The basic function of a radome is to form a protective cover between an antenna and the environment with minimal impact to the electrical performance of the antenna. Under ideal conditions a radome is electrically invisible. How well a radome accomplishes this depends on matching its configuration and materials composition to a particular application and RF frequency range. Radomes can be found protecting a wide range of outdoor terrestrial and shipboard communications systems and radar installations as well as airborne avionics system antennas.
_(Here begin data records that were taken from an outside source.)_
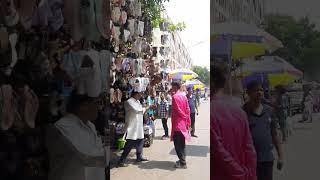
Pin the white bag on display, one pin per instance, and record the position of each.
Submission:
(126, 35)
(116, 14)
(131, 23)
(123, 17)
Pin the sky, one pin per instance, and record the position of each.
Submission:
(297, 8)
(196, 36)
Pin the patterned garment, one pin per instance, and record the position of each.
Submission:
(163, 109)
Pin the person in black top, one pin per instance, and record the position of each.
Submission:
(263, 127)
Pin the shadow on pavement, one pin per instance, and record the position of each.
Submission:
(194, 150)
(164, 165)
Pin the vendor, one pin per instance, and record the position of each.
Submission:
(75, 150)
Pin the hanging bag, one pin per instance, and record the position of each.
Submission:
(122, 142)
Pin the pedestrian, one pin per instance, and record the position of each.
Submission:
(263, 126)
(169, 100)
(232, 154)
(281, 110)
(198, 96)
(164, 115)
(75, 150)
(193, 110)
(134, 128)
(308, 107)
(180, 124)
(152, 101)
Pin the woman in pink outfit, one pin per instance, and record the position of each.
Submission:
(180, 124)
(233, 156)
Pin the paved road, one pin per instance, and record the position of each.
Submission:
(162, 156)
(302, 152)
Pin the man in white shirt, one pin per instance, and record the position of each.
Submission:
(76, 151)
(134, 127)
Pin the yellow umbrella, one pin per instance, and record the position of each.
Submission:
(198, 86)
(187, 77)
(245, 49)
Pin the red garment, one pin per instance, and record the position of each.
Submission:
(180, 115)
(233, 156)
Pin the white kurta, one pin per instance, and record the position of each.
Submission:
(76, 152)
(134, 119)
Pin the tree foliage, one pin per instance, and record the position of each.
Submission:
(301, 42)
(153, 10)
(204, 74)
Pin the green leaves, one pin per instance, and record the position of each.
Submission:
(153, 10)
(301, 41)
(204, 74)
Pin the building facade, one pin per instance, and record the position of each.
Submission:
(248, 11)
(171, 51)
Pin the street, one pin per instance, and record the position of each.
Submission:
(162, 156)
(301, 152)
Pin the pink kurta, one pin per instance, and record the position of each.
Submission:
(180, 115)
(233, 156)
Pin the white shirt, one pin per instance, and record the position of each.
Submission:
(169, 98)
(134, 119)
(76, 152)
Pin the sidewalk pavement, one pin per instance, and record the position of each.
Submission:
(162, 156)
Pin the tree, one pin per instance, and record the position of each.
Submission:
(204, 74)
(300, 39)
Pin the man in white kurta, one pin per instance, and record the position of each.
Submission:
(134, 127)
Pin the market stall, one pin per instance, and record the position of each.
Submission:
(48, 49)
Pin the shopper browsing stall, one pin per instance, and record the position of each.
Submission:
(134, 128)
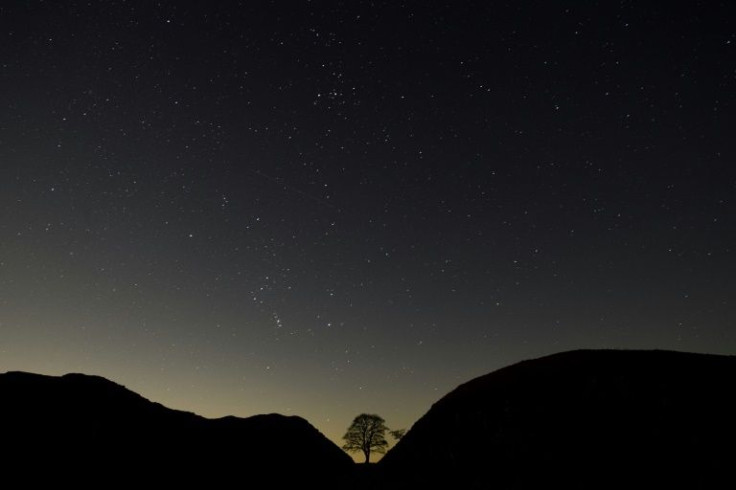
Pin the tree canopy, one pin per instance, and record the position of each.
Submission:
(367, 434)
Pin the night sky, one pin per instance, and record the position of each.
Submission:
(328, 208)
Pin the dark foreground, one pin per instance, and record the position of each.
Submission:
(575, 420)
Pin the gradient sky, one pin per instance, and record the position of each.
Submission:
(328, 208)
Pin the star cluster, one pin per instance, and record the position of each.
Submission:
(327, 208)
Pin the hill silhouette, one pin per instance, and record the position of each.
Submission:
(89, 431)
(581, 419)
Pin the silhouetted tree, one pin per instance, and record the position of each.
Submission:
(367, 433)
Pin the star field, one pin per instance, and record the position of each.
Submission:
(328, 208)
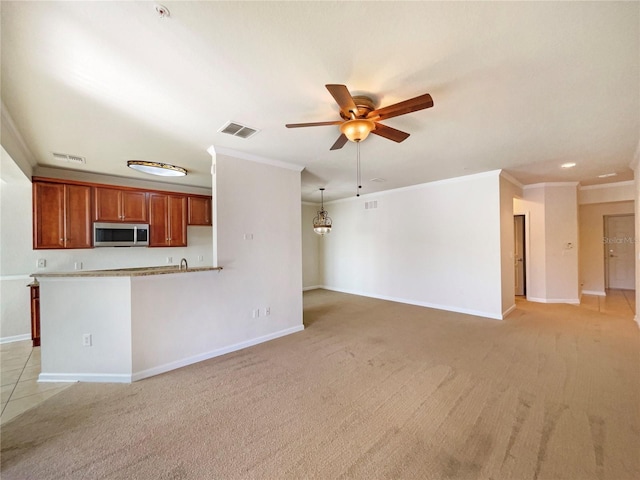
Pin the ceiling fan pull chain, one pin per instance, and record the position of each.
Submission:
(358, 169)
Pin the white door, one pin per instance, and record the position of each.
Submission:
(518, 253)
(619, 243)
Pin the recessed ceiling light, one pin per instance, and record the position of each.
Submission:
(155, 168)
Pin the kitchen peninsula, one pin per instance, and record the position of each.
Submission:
(127, 324)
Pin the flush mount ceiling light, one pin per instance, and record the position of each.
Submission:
(155, 168)
(322, 221)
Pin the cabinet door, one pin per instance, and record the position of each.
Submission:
(177, 221)
(134, 206)
(158, 220)
(77, 216)
(108, 205)
(48, 215)
(199, 211)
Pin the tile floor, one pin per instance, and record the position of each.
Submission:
(20, 367)
(617, 302)
(21, 362)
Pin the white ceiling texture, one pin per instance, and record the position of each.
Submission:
(518, 86)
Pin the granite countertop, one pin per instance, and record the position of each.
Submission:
(126, 272)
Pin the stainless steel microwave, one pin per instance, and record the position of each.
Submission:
(120, 234)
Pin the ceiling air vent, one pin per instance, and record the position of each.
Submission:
(65, 157)
(238, 130)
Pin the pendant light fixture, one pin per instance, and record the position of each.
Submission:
(322, 221)
(155, 168)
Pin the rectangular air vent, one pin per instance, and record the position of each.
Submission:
(65, 157)
(238, 130)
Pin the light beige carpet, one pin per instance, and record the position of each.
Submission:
(370, 390)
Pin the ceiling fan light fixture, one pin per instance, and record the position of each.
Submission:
(155, 168)
(357, 129)
(322, 221)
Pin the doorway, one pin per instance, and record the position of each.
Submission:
(619, 251)
(519, 255)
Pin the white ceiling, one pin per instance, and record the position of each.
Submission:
(519, 86)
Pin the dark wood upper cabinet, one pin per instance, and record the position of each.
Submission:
(61, 216)
(64, 212)
(116, 205)
(199, 211)
(167, 220)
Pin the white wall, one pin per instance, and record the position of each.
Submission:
(436, 244)
(18, 260)
(508, 191)
(592, 259)
(15, 245)
(608, 192)
(552, 210)
(636, 175)
(311, 241)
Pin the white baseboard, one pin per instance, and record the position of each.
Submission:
(16, 338)
(572, 301)
(125, 378)
(167, 367)
(594, 292)
(448, 308)
(84, 377)
(508, 311)
(314, 287)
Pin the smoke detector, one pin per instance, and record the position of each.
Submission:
(162, 11)
(238, 130)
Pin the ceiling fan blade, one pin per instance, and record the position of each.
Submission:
(343, 98)
(342, 140)
(390, 133)
(402, 108)
(313, 124)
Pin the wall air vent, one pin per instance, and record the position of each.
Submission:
(65, 157)
(238, 130)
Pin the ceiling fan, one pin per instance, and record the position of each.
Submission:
(360, 116)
The proper selection of a radome for a given antenna can actually help improve overall system performance, by:

• Maintaining alignment by eliminating wind loading;
• Allowing for all weather operation by protecting the system from rain, snow, hail, sand, salt spray, insects, animals, UV damage, and wide temperature fluctuations;
• Providing shelter for installation and maintenance personnel;
• Preventing visual observation of system (security); and
• Minimizing downtime, and extending component and system operating life.

Historically, a variety of materials have been used for constructing radomes, including balsa and plywood in early structures. Modern ground based and ship based radomes are manufactured using composite materials such as fiberglass, quartz, and aramid fibers held together with polyester, epoxy, and other resins [1] such as the one shown in Figure 1. Foam and honeycomb cores are often added between inner and outer "skins" of the radome to function as a low dielectric constant spacer material providing structural strength and rigidity.

It is important that the dielectric constant of the material is low. A low dielectric constant material reduces reflections. Reduced reflections minimize impact to the radiation pattern and insertion loss. Some materials such as UHMWPE and many plastics have a dielectric constant close to 2. However, requirements such as high strength, high operating temperature, or low cost preclude them in many cases.